I'm talking more about the clean-up/tune-up utilities not so much the anti-virus tools.

The secret of a stable system is to keep things as vanilla and avoid installing anything you don't really need. There's very little need to take a machine back to the shop just to be cleaned up, just takes a bit of discipline

Some ideas. Most obvious but some others may benefit:

1) Never save data to the system drive (C: drive) of your machine. That drive is for the machine to use - not you. If you have a second hard drive (preferrable) or a single drive with two partitions for system and data(less preferrable) your data should go on this second drive. Then if the system drive goes pear your data is at less risk.




2) Consider saving your data to a space independant of your system.
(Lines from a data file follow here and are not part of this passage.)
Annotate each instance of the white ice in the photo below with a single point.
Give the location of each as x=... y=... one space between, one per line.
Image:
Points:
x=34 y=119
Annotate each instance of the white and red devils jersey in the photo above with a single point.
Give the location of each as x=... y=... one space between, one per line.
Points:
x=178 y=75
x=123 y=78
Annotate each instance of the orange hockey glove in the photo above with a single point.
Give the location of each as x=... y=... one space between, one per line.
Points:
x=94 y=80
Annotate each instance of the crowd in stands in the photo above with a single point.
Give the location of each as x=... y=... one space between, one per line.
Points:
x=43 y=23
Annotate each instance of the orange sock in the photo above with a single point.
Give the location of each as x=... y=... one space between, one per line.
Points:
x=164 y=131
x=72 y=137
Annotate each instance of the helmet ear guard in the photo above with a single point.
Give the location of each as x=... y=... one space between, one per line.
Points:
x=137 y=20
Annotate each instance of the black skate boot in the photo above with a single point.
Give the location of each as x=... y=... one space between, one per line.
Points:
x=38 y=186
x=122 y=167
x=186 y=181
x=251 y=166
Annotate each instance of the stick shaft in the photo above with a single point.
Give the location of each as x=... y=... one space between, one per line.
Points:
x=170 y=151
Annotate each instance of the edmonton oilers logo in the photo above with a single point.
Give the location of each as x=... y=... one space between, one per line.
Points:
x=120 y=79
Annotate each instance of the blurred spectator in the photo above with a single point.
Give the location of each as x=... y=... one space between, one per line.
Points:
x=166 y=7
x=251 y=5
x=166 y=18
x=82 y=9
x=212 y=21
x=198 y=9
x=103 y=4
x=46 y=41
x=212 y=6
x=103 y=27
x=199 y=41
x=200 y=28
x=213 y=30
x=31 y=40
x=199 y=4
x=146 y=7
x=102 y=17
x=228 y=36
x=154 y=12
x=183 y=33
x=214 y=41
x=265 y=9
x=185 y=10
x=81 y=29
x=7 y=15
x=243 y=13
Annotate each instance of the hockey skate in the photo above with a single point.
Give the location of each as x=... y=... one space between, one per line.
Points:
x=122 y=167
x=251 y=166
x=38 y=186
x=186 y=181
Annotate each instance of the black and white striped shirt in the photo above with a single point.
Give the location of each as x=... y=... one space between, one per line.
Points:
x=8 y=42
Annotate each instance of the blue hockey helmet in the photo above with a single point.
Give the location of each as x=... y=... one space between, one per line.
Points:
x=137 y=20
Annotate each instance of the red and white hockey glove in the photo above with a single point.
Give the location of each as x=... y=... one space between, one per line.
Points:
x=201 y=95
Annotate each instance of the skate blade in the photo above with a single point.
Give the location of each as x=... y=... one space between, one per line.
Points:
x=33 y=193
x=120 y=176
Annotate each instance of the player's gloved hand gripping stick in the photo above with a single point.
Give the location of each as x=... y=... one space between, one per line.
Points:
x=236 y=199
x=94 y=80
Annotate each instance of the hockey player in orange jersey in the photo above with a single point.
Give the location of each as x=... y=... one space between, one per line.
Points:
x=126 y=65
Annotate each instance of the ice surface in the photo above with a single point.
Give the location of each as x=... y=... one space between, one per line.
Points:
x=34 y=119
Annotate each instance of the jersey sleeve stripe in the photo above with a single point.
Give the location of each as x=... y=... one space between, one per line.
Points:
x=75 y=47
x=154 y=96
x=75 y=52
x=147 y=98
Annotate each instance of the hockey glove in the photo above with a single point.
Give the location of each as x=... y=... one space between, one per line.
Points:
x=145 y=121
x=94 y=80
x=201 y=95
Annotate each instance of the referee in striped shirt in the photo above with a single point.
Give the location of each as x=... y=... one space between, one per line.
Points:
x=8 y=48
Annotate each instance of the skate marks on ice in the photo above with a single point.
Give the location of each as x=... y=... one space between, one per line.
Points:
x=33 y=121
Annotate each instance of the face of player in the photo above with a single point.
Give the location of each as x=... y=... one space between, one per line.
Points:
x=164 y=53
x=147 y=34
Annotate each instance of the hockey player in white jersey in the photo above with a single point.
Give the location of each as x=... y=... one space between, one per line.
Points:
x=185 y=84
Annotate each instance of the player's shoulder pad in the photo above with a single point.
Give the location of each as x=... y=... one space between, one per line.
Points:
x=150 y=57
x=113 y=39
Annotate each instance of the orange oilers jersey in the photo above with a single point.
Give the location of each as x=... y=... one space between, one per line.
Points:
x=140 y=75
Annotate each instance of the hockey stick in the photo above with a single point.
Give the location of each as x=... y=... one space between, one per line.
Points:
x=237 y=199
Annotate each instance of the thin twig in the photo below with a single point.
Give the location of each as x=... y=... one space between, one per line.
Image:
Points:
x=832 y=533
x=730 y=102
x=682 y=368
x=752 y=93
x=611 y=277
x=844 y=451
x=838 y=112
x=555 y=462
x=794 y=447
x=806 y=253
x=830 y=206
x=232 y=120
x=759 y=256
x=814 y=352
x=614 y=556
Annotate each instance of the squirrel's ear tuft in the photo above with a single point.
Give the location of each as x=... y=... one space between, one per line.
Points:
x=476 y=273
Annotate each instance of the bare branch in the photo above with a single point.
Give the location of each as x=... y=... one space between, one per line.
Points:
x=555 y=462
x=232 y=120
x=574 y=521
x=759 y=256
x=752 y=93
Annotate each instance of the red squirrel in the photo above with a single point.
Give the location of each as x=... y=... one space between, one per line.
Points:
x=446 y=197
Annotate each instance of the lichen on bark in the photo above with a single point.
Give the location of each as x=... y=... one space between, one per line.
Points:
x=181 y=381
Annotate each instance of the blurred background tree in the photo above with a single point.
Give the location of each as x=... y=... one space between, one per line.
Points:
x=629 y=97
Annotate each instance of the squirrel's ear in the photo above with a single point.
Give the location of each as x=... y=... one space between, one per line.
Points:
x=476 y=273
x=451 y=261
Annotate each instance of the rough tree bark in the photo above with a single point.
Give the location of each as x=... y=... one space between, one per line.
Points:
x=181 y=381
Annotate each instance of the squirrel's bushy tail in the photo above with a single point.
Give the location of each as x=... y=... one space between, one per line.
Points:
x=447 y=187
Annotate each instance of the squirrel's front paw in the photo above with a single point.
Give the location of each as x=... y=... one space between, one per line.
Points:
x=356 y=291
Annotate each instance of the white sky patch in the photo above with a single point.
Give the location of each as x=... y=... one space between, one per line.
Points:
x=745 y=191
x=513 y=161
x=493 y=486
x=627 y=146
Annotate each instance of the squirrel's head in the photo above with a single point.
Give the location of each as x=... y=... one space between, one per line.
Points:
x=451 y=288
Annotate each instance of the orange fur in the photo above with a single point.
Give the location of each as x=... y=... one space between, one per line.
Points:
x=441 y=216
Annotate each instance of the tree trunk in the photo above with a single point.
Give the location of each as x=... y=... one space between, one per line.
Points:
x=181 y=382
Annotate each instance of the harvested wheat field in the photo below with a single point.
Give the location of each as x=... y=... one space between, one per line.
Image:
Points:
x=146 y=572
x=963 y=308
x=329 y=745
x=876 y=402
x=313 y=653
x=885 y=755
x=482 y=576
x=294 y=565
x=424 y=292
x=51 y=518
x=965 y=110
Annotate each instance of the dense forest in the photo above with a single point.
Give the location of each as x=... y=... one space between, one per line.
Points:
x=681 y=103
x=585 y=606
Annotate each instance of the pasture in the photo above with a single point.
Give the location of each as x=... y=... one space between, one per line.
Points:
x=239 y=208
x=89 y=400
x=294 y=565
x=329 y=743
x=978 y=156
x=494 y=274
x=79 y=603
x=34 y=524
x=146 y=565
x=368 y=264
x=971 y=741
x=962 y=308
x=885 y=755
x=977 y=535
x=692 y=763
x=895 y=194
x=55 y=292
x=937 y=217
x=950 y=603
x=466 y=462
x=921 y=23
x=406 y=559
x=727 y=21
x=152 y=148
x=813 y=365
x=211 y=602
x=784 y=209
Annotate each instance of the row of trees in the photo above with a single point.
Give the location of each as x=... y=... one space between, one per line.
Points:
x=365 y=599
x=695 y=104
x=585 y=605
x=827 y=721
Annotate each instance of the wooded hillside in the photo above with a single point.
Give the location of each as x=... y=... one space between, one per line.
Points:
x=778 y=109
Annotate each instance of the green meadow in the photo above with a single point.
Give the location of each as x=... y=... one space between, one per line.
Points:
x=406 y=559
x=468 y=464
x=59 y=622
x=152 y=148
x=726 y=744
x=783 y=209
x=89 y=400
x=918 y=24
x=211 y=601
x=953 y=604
For a home user this could be an external drive or even one of the better cloud storage services (Amazon, SugarSync, SpiderOak). Only consider an external drive from a drive manafacturer that's willing to put their name on the outside (Western Digital, Seagate).
3) Use a snapshot tool (TrueImage) to snapshot the machine in an out-of-box state (operating system with no installed applications). Once your main apps are installed take a second snapshot. Then snapshot your machine *before* installing any additional apps or drivers. You can then return to a previous working state if need be in the future. Windows System Restore is ok but something like TrueImage is much better. Use a second external hard drive (the small bus powered portable drives are ok for this) dedicated to these snapshots. Lock this drive away in a safe place away from your system.
4) Avoid the temptation of installing "trial" software. Ask yourself if you really need to install that little bit of software you just stumbled across and if you do, wait a day or two to ensure that you really do. Then ask yourself again
5) Keep your anti-virus software up-to-date. I favour Microsoft's free Security Essential which is as good as any I've used and from my experience has no noticable effect on system performance. Avoid the Norton's and McAfee rubbish.
6) Keep Flash and Java up-to-date, and use Windows Update to alert you of system updates.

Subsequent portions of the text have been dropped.